Осенью мать сказала ему, чтобы он снял шкуру с убитой свиньи, чтобы потом сдать её в сельпо и получить за шкуру хорошие деньги.

Я сидел на корточках рядом с головой свиньи и смотрел, как Матвей злобно морщась, небрежно и быстро начал подрезать шкуру ножом. И нарочно проткнул её. Мать молчала, и тогда он ещё раз порезал шкуру. И мать со вздохом сказала:

– Ладно. Не надо.

И он сел за печку-буржуйку, и надвинул на лицо замасленную шапку.

В конце лета приехал дядя Митя, младший       брат матери. Мы тогда копали картошку.

– О, какое у тебя хозяйство! – восхищённо воскликнул он, осматривая курятник во дворе. – Зачем тебе так много курей? Ты отдай мне всех. Тебе и жить проще будет.

Он сказал матери, что кушал четыре раза в день. И мать начала варить для него еду. И я впервые увидел котлеты, борщи. Мы с братом копали картошку. Матвей, как всегда, прятался. А дядя Митя, нажравшись, немедленно уходил гулять по улицам.

Я проснулся ночью, услышал куриный крик. Вышел во двор. Дядя Митя ползал по низкому курятнику, хватал курей и совал их в мешок. Он забрал и увёз всех наших курей и петуха.

Зимой в лютый мороз мы приехали в город Томск за белым хлебом – мать, я и Колька. На привокзальной площади в угловом пятиэтажном доме был хлебный магазин. Когда мы вошли в него, мать сразу прижала меня и брата к батарее отопления. Сняла с нас валенки и приказала, чтобы мы прикладывали пятки к батарее. Едва я повернулся спиной к батарее отопления, как сразу увидел вверху, потому что был маленьким, прилавок, на котором лежали белые булки хлеба, батоны, булочки, пирожки, а на стене висели огромные связки баранок – больших и маленьких. Я в первый раз увидел белый хлеб, баранки, булочки и пирожки. И куда бы я ни смотрел – всюду были батоны и белые булки хлеба и висели баранки.

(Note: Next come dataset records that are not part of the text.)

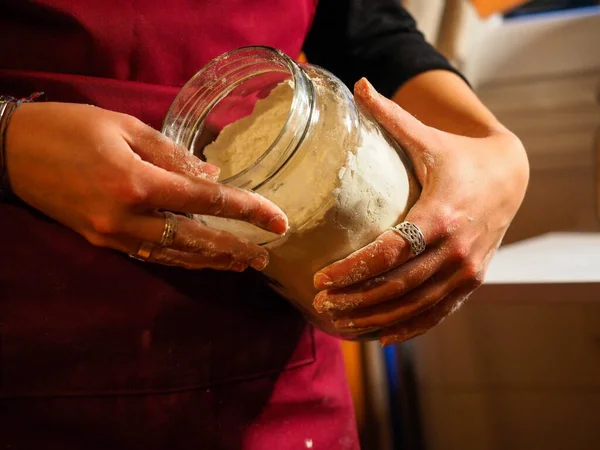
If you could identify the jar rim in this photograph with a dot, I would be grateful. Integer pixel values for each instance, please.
(303, 93)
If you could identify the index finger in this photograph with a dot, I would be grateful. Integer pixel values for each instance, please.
(178, 193)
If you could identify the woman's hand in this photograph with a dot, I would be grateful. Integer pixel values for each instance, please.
(106, 175)
(471, 190)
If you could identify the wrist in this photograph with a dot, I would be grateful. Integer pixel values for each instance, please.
(8, 105)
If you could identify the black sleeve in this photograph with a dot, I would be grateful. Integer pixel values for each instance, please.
(377, 39)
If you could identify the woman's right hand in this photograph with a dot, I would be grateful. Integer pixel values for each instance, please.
(107, 175)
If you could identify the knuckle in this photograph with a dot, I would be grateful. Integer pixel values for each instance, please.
(447, 220)
(131, 192)
(130, 122)
(96, 239)
(217, 200)
(459, 251)
(104, 225)
(471, 272)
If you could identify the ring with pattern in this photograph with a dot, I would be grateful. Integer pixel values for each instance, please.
(170, 230)
(413, 235)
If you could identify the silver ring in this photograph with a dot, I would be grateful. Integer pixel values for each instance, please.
(170, 230)
(413, 235)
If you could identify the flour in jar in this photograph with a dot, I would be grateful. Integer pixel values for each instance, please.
(343, 190)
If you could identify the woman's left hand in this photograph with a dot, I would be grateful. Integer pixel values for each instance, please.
(471, 190)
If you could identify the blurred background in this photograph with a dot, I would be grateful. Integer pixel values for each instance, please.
(518, 368)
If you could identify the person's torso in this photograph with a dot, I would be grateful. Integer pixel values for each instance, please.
(101, 351)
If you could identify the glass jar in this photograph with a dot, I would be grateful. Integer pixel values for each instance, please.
(340, 179)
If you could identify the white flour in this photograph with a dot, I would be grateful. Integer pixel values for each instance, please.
(340, 191)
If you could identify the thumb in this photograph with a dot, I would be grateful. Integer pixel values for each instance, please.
(409, 132)
(157, 149)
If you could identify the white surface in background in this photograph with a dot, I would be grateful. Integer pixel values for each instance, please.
(550, 258)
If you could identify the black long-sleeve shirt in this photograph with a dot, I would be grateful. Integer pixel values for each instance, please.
(377, 39)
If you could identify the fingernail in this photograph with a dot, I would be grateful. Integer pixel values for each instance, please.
(238, 267)
(344, 323)
(260, 262)
(386, 341)
(322, 303)
(278, 224)
(322, 281)
(210, 170)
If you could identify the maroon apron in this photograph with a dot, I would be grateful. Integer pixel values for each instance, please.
(98, 351)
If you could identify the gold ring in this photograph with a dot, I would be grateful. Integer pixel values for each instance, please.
(144, 251)
(170, 230)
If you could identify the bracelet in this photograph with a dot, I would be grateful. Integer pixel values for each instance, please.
(8, 105)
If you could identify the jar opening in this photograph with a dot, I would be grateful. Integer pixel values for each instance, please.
(226, 91)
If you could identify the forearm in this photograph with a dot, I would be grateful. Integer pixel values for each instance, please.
(442, 100)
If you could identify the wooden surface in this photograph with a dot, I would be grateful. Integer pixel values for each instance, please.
(486, 8)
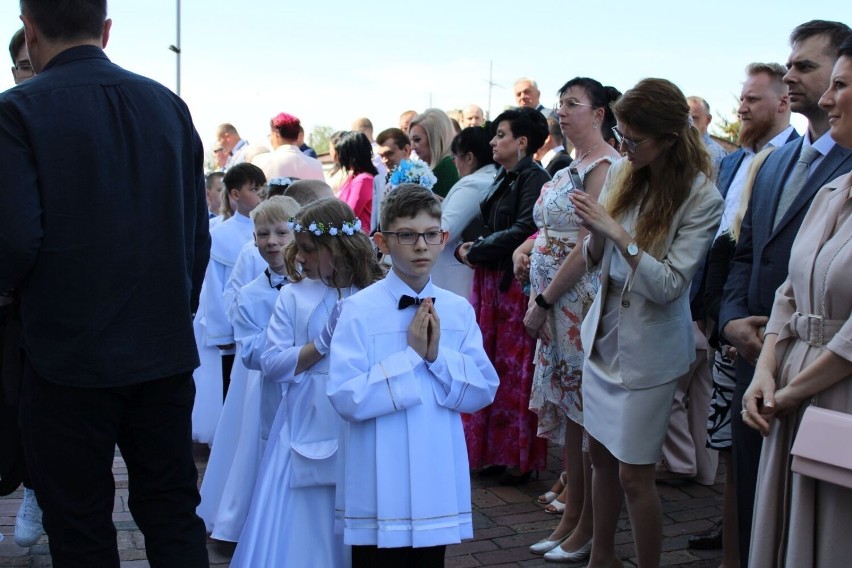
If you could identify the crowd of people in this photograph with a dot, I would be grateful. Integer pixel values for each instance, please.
(444, 300)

Сбоку ко мне подошла мать и протянула толстый пирожок из белой муки. Я медленно, потому что замёрз, закусил его, раздавил зубами. Из пирожка потекло повидло. И я торопливо облизывал свои чёрные от грязи руки и непрерывно смотрел на белый хлеб.

В магазине не было очереди. А у нас в райцентре в магазинах люди страшно давились в очередях, матерились, стояли с пяти утра до позднего вечера, чтобы купить чёрный хлеб с кусками соли, с мусором, недопеченный или перепеченный.

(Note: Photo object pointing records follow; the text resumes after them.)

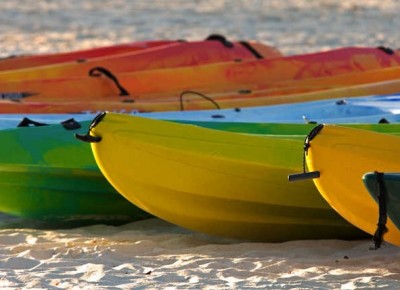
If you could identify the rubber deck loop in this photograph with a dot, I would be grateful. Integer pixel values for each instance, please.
(98, 71)
(251, 49)
(220, 38)
(307, 175)
(71, 124)
(26, 122)
(197, 94)
(381, 226)
(386, 50)
(87, 137)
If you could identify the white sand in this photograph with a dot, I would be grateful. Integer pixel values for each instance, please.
(155, 254)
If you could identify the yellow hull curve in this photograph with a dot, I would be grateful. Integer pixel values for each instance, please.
(227, 184)
(343, 155)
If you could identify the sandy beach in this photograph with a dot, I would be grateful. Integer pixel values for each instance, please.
(153, 254)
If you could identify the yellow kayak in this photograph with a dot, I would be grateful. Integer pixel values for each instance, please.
(342, 155)
(215, 182)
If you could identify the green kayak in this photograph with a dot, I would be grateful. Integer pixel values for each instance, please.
(384, 187)
(48, 174)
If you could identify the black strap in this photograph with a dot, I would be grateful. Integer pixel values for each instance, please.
(251, 49)
(70, 124)
(381, 226)
(220, 38)
(98, 71)
(386, 50)
(26, 122)
(312, 174)
(197, 94)
(87, 137)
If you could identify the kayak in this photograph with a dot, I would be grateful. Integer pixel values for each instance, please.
(269, 77)
(46, 174)
(219, 183)
(171, 55)
(34, 60)
(337, 158)
(370, 109)
(19, 103)
(49, 175)
(384, 189)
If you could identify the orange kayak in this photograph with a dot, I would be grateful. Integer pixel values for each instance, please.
(189, 101)
(166, 56)
(29, 61)
(279, 76)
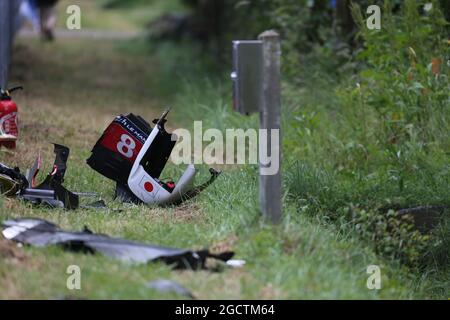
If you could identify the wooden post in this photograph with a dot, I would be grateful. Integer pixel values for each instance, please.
(270, 185)
(5, 40)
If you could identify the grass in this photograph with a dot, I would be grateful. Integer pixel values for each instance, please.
(74, 88)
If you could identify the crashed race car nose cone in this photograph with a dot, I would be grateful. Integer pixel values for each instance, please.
(9, 130)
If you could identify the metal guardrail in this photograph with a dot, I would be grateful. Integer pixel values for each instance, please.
(9, 22)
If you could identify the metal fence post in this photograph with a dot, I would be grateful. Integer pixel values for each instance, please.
(270, 192)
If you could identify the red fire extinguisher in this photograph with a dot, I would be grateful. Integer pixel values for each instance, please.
(9, 130)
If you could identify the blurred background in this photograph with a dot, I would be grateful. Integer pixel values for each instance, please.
(366, 122)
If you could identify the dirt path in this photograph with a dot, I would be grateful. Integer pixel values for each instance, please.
(84, 34)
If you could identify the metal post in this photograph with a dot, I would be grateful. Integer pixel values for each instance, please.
(6, 24)
(270, 185)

Мать положила в наволочку и в кирзовую сумку четыре булки хлеба и два батона, а на себя нацепила баранки, две связки – крест на крест. И мы пошли по городу, где было много людей, но они вели себя очень вежливо, не матерились и не смеялись над смешным видом матери. Горожане улыбались. Улыбки на лицах людей я увидел в первый раз в жизни…в пять лет, в Томске.

Когда мы вернулись в село, то автобус шёл по нашей улице. Мы могли выйти из него напротив нашего домика, но мать проехала до центра села. Она шла неторопливо по улицам села, неся на себе, как пулемётные ленты, баранки. Все останавливались и смотрели на баранки. На нашей улице было много детей. Все бабы сидели дома в прямом смысле слова – не занимались детьми, глядели в окна на улицу с позднего утра до вечера. А вечером выходили на улицу, чтобы до глубокой ночи сидеть на лавках.

– День прошёл, и ладно, – так говорили бабы, так говорила наша мать, так шло строительство коммунизма.

Бабам нечего было делать.

Мать пряталась каждый день на другом конце села, на Красной горке, чтобы не скучать дома. Великая амбициозность нашей матери была причиной катастрофы двух семей. Она не «лаялась» с бабами на Красной горке, потому что те бабы признавали её авторитет. А на новом месте жительства мать не смогла утвердиться. Вот – «казус Белли»… «Коня на скаку остановит. В горящую избу войдёт» – это наша мать.

Толчком к началу военных действий послужило маленькое происшествие.

Я проснулся от громкого крика матери. И, не видя её, выскочил во двор, увидел, как она, крича, убегала по улице. А в комнате стояла тётя Тася с топором в руках.

Когда мать вернулась во двор с людьми, тётя Тася, потрясая топором над своей головой, сказала, что она вырвала топор из рук матери, которая пыталась зарубить тётю Тасю.

Мать рассказала нашей семье и бабам другое. .. Тётя Тася попросила у матери десять рублей. Мать дала ей деньги, а через месяц потребовала от соседки вернуть долг. А так как тётя Тася не спешила отдать деньги, то мать часто напоминала ей о них. Соседка пришла к нам поздно вечером, положила деньги на стол и ударила мать по щеке. А потом схватила топор.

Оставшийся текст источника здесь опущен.